A: Anon. Pf:c.1592, London Pb: 1592 G: Trag. in 5 acts; blank verse S: Arden's home and various other locations near Faversham, Kent, 1551 C: 15m, 2f, extrasArden, a wealthy landowner, admits his fears about the fidelity of his wife Alice, who has indeed fallen in love with their steward Mosbie (or Mosby). She promises both Michael, a servant, and Clark (or Clarke), a painter, that each can marry Mosbie's sister if either kills Arden. The first attempt at murder fails, when Arden refuses to drink a poisoned broth prepared by Alice. She now engages Greene, who bears a grudge about being dispossessed of land by Arden, to kill him too. Greene hires two villainous but incompetent killers, Black Will and Shakebag, whose three attempts on Arden's life fail hopelessly, in one case because Michael relents and locks all the doors against them. Finally, the conspirators succeed in stabbing Arden to death while he is playing backgammon at home, with Alice delivering the final blow. The body is carried outside, but the Mayor finds blood and the murder weapon in the house and footprints in the snow leading from the house to the body. The murderers of the household are all condemned to death, while the hired killers also meet violent ends.
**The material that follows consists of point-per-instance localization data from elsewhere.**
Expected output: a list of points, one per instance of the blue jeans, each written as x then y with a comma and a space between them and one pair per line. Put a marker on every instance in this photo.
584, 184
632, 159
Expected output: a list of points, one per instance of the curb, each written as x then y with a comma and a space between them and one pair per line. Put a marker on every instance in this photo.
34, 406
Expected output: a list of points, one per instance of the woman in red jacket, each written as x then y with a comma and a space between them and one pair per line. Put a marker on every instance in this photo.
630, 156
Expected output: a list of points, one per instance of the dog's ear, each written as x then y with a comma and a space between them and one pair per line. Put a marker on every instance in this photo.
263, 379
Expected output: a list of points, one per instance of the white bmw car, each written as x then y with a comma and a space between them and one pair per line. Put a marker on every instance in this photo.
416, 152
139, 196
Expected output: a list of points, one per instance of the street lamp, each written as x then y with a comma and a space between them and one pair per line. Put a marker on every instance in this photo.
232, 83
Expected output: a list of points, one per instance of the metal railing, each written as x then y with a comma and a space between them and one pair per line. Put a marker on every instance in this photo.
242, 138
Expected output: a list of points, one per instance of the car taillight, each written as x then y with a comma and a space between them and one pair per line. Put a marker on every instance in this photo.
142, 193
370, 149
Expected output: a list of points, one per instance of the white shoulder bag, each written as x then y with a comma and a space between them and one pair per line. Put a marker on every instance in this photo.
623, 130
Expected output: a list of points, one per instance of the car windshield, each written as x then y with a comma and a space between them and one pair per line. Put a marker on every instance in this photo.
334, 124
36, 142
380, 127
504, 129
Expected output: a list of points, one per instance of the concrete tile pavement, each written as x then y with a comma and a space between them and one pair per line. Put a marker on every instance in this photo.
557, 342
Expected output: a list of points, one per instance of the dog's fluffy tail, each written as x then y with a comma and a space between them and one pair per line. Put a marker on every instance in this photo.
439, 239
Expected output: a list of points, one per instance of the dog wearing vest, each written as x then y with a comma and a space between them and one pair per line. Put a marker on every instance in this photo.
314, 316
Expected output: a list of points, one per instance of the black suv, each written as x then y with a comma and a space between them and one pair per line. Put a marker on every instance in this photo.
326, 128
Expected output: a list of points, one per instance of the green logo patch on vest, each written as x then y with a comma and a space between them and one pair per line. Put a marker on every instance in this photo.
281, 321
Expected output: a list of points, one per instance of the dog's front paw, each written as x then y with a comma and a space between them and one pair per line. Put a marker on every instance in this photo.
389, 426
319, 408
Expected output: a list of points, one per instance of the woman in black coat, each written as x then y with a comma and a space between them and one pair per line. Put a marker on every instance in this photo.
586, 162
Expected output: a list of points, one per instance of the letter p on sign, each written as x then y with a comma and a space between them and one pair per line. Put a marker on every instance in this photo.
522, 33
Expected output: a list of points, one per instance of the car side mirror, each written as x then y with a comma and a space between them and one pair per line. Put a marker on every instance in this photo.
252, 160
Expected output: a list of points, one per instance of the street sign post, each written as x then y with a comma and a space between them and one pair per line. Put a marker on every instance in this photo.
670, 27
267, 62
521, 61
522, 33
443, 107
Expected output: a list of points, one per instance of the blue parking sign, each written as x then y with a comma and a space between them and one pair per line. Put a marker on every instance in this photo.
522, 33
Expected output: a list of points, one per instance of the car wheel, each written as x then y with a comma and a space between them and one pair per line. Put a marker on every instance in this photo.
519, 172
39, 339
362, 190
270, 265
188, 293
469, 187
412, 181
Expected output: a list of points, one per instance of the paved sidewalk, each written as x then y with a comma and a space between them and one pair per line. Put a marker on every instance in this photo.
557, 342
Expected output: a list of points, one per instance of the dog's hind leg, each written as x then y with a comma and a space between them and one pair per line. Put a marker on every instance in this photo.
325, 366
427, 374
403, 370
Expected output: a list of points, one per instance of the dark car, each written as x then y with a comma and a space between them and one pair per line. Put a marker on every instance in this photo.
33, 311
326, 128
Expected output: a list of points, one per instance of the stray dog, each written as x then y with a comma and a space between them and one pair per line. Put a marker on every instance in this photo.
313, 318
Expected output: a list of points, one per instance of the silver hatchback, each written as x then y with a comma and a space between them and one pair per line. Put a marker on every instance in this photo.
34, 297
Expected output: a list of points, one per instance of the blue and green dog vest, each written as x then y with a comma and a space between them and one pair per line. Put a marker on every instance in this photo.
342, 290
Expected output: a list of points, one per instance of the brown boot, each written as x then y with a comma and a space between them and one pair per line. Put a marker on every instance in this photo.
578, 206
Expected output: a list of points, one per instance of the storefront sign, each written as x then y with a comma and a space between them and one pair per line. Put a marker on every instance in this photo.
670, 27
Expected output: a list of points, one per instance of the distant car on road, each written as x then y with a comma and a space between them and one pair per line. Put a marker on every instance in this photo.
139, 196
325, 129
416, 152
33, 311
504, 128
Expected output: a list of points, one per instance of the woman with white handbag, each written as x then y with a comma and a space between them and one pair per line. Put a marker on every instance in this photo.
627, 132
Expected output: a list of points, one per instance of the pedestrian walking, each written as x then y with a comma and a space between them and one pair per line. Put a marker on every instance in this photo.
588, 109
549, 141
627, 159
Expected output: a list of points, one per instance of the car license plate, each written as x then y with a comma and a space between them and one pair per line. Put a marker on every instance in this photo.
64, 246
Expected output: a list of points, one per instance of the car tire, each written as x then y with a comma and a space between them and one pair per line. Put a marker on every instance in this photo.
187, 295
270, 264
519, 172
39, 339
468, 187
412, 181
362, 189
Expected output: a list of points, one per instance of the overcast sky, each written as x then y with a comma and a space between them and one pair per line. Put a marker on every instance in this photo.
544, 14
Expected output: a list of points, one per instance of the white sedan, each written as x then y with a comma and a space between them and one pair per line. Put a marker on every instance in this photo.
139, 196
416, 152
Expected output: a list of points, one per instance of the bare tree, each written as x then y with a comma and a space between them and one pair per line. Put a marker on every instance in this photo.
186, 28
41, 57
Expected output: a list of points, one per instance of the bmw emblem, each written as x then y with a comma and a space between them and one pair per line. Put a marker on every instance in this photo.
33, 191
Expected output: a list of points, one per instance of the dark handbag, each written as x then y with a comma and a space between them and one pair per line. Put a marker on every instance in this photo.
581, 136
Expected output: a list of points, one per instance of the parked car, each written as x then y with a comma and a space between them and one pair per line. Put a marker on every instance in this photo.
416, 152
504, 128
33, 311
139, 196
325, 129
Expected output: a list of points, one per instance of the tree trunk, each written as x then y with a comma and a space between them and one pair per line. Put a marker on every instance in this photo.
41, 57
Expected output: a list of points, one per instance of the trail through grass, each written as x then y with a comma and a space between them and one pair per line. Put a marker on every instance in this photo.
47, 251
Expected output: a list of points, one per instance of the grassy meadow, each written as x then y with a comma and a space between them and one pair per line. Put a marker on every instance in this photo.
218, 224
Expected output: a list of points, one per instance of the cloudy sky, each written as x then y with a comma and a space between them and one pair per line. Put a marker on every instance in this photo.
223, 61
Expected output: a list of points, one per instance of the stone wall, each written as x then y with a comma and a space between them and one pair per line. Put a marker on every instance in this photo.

A: Anon. Pf:c.1592, London Pb: 1592 G: Trag. in 5 acts; blank verse S: Arden's home and various other locations near Faversham, Kent, 1551 C: 15m, 2f, extras
Ascribed to Kyd and, even less probably to Shakespeare, Arden of Faversham was based on the murder of Thomas Ardern [sic] in 1551. It may therefore lay claim to being the first documentary drama of world theatre (although it may be argued that the mystery plays were documentary). It is also notable in that it creates a tragedy from the lives of ordinary people (conventionally the stuff of comedy), and so stands as an early example of a domestic tragedy. In its vigorous use of blank verse, free-ranging locations, disregard for the unity of time, and violent, even grotesque, action on stage, it – like The Spanish Tragedy – anticipates the great tragedies of the Elizabethan and Jacobean stage, most obviously Macbeth, where guilty murderers are also haunted by images of blood. Lillo wrote a sanitized version, completed by John Hoadley in 1759.